Başbakan Erdoğan’ın Türkiye’deki hükümeti ile Mısır’daki General Sisi hükümetinin ortak noktası ne? Cevap “hiçbir şey” olamaz Başbakan Erdoğan’ın Türkiye’deki hükümeti ile Mısır’daki General Sisi hükümetinin ortak noktası ne? Cevap, en azından, on yıllık uzun görev süresi boyunca Erdoğan iktidarının yasal, liberal ve ölümcül gücüne karşı durma cesareti gösterenler için, “hiçbir şey” olamaz. İşte bu yüzden […]

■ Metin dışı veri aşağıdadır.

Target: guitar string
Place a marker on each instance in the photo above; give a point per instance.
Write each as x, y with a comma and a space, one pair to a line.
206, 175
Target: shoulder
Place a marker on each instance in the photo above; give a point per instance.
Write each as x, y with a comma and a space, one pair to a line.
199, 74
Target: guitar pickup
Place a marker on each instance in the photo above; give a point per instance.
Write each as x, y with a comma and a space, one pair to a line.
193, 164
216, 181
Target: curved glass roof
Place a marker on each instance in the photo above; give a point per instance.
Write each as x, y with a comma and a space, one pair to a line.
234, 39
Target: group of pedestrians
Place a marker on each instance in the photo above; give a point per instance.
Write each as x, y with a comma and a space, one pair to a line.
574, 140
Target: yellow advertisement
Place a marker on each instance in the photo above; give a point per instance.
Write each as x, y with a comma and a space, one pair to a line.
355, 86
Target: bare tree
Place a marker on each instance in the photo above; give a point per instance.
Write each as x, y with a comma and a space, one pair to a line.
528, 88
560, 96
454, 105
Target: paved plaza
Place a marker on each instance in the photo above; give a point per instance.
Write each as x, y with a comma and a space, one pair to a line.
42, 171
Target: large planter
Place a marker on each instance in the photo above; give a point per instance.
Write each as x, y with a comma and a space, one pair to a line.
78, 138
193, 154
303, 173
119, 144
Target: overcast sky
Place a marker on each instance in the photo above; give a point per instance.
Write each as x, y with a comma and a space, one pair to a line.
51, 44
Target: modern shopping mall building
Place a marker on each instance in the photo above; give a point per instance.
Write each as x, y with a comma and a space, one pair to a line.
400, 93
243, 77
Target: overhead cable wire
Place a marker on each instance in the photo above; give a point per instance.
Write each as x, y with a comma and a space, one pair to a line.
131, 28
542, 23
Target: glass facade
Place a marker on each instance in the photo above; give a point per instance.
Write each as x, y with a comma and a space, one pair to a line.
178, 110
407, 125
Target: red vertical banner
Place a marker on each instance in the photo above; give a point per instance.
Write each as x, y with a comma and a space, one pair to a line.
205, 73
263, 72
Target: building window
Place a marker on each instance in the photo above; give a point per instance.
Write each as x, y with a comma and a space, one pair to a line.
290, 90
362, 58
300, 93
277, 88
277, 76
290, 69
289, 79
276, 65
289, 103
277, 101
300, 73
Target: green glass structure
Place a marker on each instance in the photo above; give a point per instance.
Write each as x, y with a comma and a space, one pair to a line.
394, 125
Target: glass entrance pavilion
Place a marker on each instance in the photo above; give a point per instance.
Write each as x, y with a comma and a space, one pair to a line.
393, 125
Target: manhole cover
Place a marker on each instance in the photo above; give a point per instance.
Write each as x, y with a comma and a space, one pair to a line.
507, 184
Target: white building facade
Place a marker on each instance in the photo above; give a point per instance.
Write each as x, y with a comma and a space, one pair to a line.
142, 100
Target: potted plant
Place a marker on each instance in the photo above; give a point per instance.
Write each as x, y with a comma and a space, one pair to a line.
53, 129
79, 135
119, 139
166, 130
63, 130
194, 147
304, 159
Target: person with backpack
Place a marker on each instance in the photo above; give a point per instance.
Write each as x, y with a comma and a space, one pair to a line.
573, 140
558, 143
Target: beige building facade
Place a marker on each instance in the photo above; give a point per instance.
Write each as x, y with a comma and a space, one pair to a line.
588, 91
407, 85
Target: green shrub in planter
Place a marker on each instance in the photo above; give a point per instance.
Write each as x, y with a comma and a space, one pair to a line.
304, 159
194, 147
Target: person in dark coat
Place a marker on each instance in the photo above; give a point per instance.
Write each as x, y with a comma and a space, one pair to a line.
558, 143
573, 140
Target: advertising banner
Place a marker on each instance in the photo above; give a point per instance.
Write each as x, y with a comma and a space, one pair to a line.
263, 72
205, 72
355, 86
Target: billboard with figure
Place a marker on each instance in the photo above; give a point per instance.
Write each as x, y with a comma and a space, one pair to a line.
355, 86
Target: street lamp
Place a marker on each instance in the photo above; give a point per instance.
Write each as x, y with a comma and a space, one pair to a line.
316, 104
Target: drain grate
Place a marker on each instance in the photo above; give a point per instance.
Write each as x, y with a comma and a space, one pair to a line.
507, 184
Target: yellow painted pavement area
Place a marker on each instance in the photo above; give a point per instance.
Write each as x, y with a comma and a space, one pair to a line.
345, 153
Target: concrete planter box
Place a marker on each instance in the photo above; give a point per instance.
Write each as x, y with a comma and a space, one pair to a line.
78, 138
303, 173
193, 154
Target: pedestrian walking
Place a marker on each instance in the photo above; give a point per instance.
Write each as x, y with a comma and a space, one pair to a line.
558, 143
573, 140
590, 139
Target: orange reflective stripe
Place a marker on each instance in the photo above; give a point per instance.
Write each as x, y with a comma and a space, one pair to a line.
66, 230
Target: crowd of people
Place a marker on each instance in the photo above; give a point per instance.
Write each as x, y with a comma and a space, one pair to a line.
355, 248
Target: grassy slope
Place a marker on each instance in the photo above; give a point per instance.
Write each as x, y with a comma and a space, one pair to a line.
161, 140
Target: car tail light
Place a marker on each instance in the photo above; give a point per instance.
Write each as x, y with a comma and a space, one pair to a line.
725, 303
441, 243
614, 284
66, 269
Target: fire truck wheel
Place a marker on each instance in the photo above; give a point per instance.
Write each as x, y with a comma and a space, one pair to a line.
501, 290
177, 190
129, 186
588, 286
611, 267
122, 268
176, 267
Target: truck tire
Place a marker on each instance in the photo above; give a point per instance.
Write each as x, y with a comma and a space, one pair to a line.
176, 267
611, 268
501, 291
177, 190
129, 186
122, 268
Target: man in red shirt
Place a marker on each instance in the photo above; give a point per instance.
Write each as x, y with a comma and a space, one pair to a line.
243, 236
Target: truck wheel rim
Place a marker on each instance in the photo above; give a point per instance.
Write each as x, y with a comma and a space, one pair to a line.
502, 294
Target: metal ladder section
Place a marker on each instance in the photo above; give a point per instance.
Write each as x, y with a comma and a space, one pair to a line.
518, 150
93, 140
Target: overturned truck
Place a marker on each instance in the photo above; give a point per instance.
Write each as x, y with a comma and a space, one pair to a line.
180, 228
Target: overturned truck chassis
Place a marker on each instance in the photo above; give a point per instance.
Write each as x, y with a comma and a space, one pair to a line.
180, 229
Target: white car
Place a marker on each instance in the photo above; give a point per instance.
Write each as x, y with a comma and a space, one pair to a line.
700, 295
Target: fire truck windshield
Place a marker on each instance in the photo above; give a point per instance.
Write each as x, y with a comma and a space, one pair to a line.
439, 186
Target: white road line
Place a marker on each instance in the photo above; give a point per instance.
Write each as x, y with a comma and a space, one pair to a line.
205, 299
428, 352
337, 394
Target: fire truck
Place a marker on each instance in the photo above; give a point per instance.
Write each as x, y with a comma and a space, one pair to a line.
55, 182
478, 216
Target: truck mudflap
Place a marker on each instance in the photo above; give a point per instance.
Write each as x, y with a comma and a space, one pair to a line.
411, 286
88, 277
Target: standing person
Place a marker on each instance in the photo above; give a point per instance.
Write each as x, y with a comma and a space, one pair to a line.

Başbakan Erdoğan’ın Türkiye’deki hükümeti ile Mısır’daki General Sisi hükümetinin ortak noktası ne? Cevap “hiçbir şey” olamaz
Başbakan Erdoğan’ın Türkiye’deki hükümeti ile Mısır’daki General Sisi hükümetinin ortak noktası ne? Cevap, en azından, on yıllık uzun görev süresi boyunca Erdoğan iktidarının yasal, liberal ve ölümcül gücüne karşı durma cesareti gösterenler için, “hiçbir şey” olamaz.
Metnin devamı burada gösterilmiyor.